Em suma, do ponto de vista de Maquiavel, uma impressionante tentativa de fazer da imprudência um destino! A nulidade da virtude revela-se na brutal insensibilidade que quer camuflar a falha de, no momento oportuno, não ter compreendido a gravidade da fortuna (“gripezinha”?) e tomado as providências necessárias (vacinas, medidas sanitárias etc.) para brecar ou pelo menos minorar a ação da doença. Sem a ação ordenada da virtù, em 2021 entre nós, foi como se a fortuna tivesse livre curso para realizar seus estragos, deixar milhões de contaminados e ceifar 412.800 vidas.

Nem sempre morrer é simplesmente, como mais de uma vez disse o presidente da República, “o destino de todo mundo”. A morte faz parte da vida, mas não morrer de qualquer jeito em meio a uma mortandade evitável.

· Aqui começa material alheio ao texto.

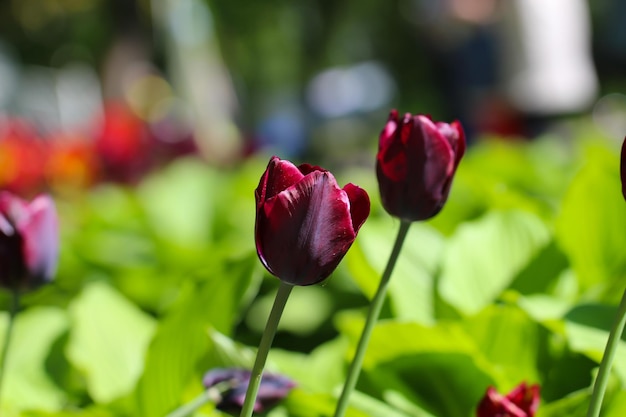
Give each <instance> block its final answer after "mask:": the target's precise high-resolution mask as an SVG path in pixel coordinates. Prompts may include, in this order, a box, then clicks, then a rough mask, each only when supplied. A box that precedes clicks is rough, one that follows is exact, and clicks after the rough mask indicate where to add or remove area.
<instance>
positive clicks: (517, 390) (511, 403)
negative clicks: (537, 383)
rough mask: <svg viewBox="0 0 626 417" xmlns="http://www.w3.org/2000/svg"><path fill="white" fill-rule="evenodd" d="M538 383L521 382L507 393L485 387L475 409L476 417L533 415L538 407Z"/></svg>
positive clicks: (536, 410) (491, 388)
mask: <svg viewBox="0 0 626 417" xmlns="http://www.w3.org/2000/svg"><path fill="white" fill-rule="evenodd" d="M539 390H540V389H539V385H531V386H528V385H526V383H525V382H522V383H521V384H519V385H518V386H517V387H515V388H514V389H513V391H511V392H509V393H508V394H507V395H501V394H498V391H496V389H495V388H494V387H489V388H487V392H486V393H485V396H484V397H483V398H482V400H481V401H480V403H479V404H478V408H477V409H476V416H477V417H533V416H534V415H535V414H536V413H537V409H538V408H539V399H540V398H539Z"/></svg>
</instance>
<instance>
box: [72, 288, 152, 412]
mask: <svg viewBox="0 0 626 417" xmlns="http://www.w3.org/2000/svg"><path fill="white" fill-rule="evenodd" d="M69 312H70V316H71V319H72V330H71V334H70V339H69V342H68V345H67V349H66V352H67V356H68V358H69V359H70V361H71V362H72V364H73V365H74V366H75V367H76V368H78V369H80V370H82V371H83V372H84V374H85V378H86V381H87V387H88V391H89V393H90V395H91V397H92V398H93V399H94V400H96V401H98V402H102V403H104V402H109V401H112V400H114V399H115V398H118V397H120V396H122V395H124V394H127V393H128V392H129V391H131V390H132V388H133V387H134V385H135V383H136V382H137V380H138V378H139V376H140V375H141V372H142V370H143V357H144V354H145V351H146V349H147V347H148V343H149V342H150V339H151V337H152V334H153V333H154V328H155V323H154V320H153V319H152V318H151V317H149V316H148V315H147V314H145V313H143V312H142V311H141V310H139V309H138V308H137V307H135V306H134V305H133V304H131V303H130V302H129V301H128V300H127V299H125V298H124V297H123V296H122V295H121V294H119V293H118V292H117V291H116V290H114V289H113V288H112V287H110V286H109V285H107V284H104V283H102V282H93V283H91V284H89V285H88V286H87V287H86V288H85V289H84V290H83V292H82V293H81V294H80V295H79V296H78V297H77V298H76V299H74V300H73V302H72V304H71V305H70V307H69Z"/></svg>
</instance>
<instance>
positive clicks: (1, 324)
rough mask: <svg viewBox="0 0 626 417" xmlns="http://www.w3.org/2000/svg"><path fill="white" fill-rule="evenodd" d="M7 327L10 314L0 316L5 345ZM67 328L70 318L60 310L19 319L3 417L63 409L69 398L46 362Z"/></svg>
mask: <svg viewBox="0 0 626 417" xmlns="http://www.w3.org/2000/svg"><path fill="white" fill-rule="evenodd" d="M7 323H8V313H6V312H2V313H0V343H3V342H4V337H5V334H6V327H7ZM67 328H68V318H67V315H66V313H65V312H64V311H63V310H61V309H58V308H54V307H34V308H31V309H28V310H24V311H22V312H21V313H19V314H18V315H17V318H16V322H15V326H14V328H13V336H12V339H11V345H10V347H9V351H8V356H7V363H6V371H5V374H4V379H3V381H2V396H1V397H0V407H1V408H0V415H2V416H6V417H11V416H18V415H20V413H19V411H20V410H26V409H40V410H44V411H54V410H59V409H60V408H61V407H62V405H63V403H64V402H65V401H66V396H65V394H64V393H63V391H62V390H61V389H60V387H58V386H56V385H55V384H54V382H53V380H52V378H51V376H50V375H48V374H47V372H46V366H45V362H46V358H47V356H48V354H49V352H50V349H51V346H52V344H53V343H54V341H55V340H56V339H57V338H58V337H59V336H61V334H62V333H63V332H65V331H67ZM0 346H3V345H2V344H0ZM0 349H1V348H0Z"/></svg>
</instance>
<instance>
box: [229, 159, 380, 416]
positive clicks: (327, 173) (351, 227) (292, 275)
mask: <svg viewBox="0 0 626 417" xmlns="http://www.w3.org/2000/svg"><path fill="white" fill-rule="evenodd" d="M255 198H256V225H255V240H256V249H257V253H258V255H259V259H260V260H261V262H262V263H263V265H264V266H265V267H266V268H267V270H268V271H269V272H270V273H271V274H273V275H275V276H276V277H277V278H278V279H280V281H281V284H280V287H279V289H278V293H277V295H276V300H275V301H274V306H273V307H272V311H271V312H270V316H269V318H268V320H267V326H266V328H265V331H264V332H263V337H262V338H261V343H260V344H259V350H258V352H257V357H256V360H255V363H254V367H253V368H252V373H251V376H250V384H249V385H248V389H247V392H246V397H245V402H244V404H243V407H242V410H241V416H242V417H249V416H251V415H252V413H253V411H254V407H255V404H256V397H257V393H258V390H259V384H260V383H261V374H262V372H263V368H264V366H265V360H266V358H267V354H268V352H269V349H270V347H271V344H272V340H273V338H274V334H275V332H276V328H277V326H278V322H279V320H280V316H281V314H282V311H283V309H284V307H285V303H286V302H287V298H288V297H289V293H290V292H291V288H292V286H293V285H312V284H316V283H318V282H321V281H323V280H324V279H326V278H327V277H328V276H329V275H330V274H331V273H332V272H333V271H334V270H335V268H336V267H337V265H338V264H339V262H340V261H341V259H342V258H343V257H344V255H345V254H346V252H347V251H348V249H349V248H350V246H351V245H352V243H353V242H354V239H355V238H356V235H357V233H358V231H359V228H360V227H361V226H362V225H363V223H364V222H365V220H366V219H367V216H368V215H369V212H370V201H369V197H368V195H367V193H366V192H365V191H364V190H363V189H361V188H359V187H357V186H356V185H354V184H347V185H346V186H345V187H343V188H340V187H339V186H338V185H337V181H336V180H335V177H333V175H332V174H331V173H330V172H328V171H326V170H325V169H322V168H320V167H318V166H313V165H308V164H304V165H300V166H296V165H294V164H292V163H291V162H289V161H285V160H281V159H279V158H277V157H275V156H274V157H272V158H271V159H270V162H269V164H268V166H267V169H266V170H265V172H264V173H263V175H262V176H261V180H260V181H259V186H258V187H257V189H256V191H255Z"/></svg>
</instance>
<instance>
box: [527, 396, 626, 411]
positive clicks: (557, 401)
mask: <svg viewBox="0 0 626 417" xmlns="http://www.w3.org/2000/svg"><path fill="white" fill-rule="evenodd" d="M589 395H590V393H589V391H587V390H582V391H577V392H574V393H572V394H570V395H567V396H565V397H563V398H561V399H559V400H557V401H553V402H551V403H548V404H540V406H539V410H537V417H563V416H567V417H584V416H586V415H587V408H588V407H589ZM619 415H620V416H622V415H623V414H619Z"/></svg>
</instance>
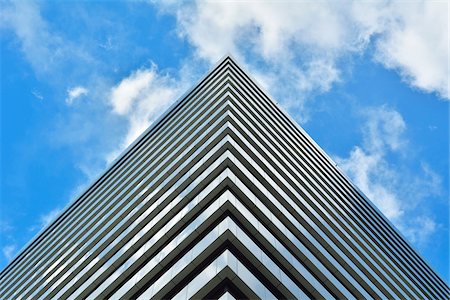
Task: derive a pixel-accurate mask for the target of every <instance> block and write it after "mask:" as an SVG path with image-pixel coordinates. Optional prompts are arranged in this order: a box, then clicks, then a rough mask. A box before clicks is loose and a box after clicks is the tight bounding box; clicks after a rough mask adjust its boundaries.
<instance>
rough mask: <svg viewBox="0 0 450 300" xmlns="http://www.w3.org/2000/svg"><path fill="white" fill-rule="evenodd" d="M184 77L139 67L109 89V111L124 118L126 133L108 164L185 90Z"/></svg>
mask: <svg viewBox="0 0 450 300" xmlns="http://www.w3.org/2000/svg"><path fill="white" fill-rule="evenodd" d="M186 80H187V79H186V78H184V77H183V78H181V79H180V80H176V79H174V78H172V77H170V76H169V75H167V74H163V73H162V72H159V71H158V69H157V67H156V65H154V64H153V65H152V66H151V67H150V68H141V69H138V70H136V71H134V72H133V73H132V74H131V75H130V76H128V77H126V78H124V79H122V80H121V81H120V82H119V83H118V84H117V85H115V86H114V87H113V88H112V89H111V93H110V103H111V107H112V111H113V112H114V113H115V114H117V115H120V116H122V117H124V118H126V120H127V122H128V130H127V133H126V135H125V138H124V139H123V141H122V144H121V145H120V146H119V147H118V148H117V149H115V150H114V151H112V152H111V153H109V155H108V156H107V161H108V162H111V161H112V160H113V159H114V158H115V157H116V156H117V155H118V154H119V153H120V152H121V151H122V150H123V149H124V148H125V147H127V146H128V145H130V144H131V143H132V142H133V141H134V140H135V139H136V138H137V137H138V136H139V135H140V134H141V133H142V132H144V130H145V129H146V128H147V127H148V126H150V124H151V123H152V122H153V121H154V120H155V119H157V118H158V117H159V115H160V114H161V113H162V112H163V111H165V110H166V109H167V108H168V107H169V105H170V104H171V103H173V101H175V100H176V99H177V97H178V95H180V94H181V92H182V91H183V90H184V89H185V88H186Z"/></svg>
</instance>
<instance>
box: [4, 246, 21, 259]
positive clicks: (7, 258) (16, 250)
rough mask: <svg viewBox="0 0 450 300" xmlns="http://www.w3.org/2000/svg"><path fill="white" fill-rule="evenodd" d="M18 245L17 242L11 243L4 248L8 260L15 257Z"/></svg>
mask: <svg viewBox="0 0 450 300" xmlns="http://www.w3.org/2000/svg"><path fill="white" fill-rule="evenodd" d="M17 250H18V249H17V245H16V244H9V245H6V246H4V247H3V248H2V253H3V256H4V257H5V258H6V260H7V261H10V260H11V259H13V257H14V255H15V254H16V253H17Z"/></svg>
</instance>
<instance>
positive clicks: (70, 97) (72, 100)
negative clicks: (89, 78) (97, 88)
mask: <svg viewBox="0 0 450 300" xmlns="http://www.w3.org/2000/svg"><path fill="white" fill-rule="evenodd" d="M88 92H89V91H88V89H86V88H85V87H82V86H76V87H73V88H70V89H68V90H67V98H66V100H65V102H66V104H67V105H72V104H73V102H74V101H75V100H77V99H79V98H80V97H82V96H85V95H87V94H88Z"/></svg>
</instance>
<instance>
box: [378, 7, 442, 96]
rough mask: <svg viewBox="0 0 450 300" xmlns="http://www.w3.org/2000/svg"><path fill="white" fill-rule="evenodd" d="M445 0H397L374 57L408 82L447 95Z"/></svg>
mask: <svg viewBox="0 0 450 300" xmlns="http://www.w3.org/2000/svg"><path fill="white" fill-rule="evenodd" d="M448 6H449V2H448V1H423V2H420V1H419V2H414V1H411V2H398V3H393V4H392V6H391V10H392V15H393V16H396V20H395V22H394V21H392V22H391V23H390V25H391V26H390V27H389V28H387V29H386V31H385V33H384V34H383V35H382V36H381V37H380V39H379V40H378V41H377V43H376V55H375V58H376V59H377V60H378V61H379V62H381V63H382V64H383V65H384V66H385V67H387V68H389V69H394V70H397V71H398V72H399V73H400V75H401V76H402V78H403V80H405V81H406V82H407V83H408V84H410V85H411V86H413V87H417V88H419V89H421V90H423V91H425V92H436V93H437V94H439V95H440V96H441V97H442V98H446V99H450V92H449V79H450V77H449V76H450V75H449V44H448V36H449V31H448V30H449V27H448V24H449V23H448V22H449V15H448Z"/></svg>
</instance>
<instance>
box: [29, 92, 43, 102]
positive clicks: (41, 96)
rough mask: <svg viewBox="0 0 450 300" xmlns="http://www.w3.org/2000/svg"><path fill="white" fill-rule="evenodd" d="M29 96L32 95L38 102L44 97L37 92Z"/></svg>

Às vezes, isso depende mesmo só da incompetência política.

Olhando para 2021, é inevitável o sentimento: que falta nos fez, nesse ano terrível que findou, um príncipe virtuoso!


Homero Santiago
Livre-docente pela Universidade de São Paulo, onde é professor de História da Filosofia Moderna. Possui graduação, mestrado e doutorado em Filosofia pela Universidade de São Paulo.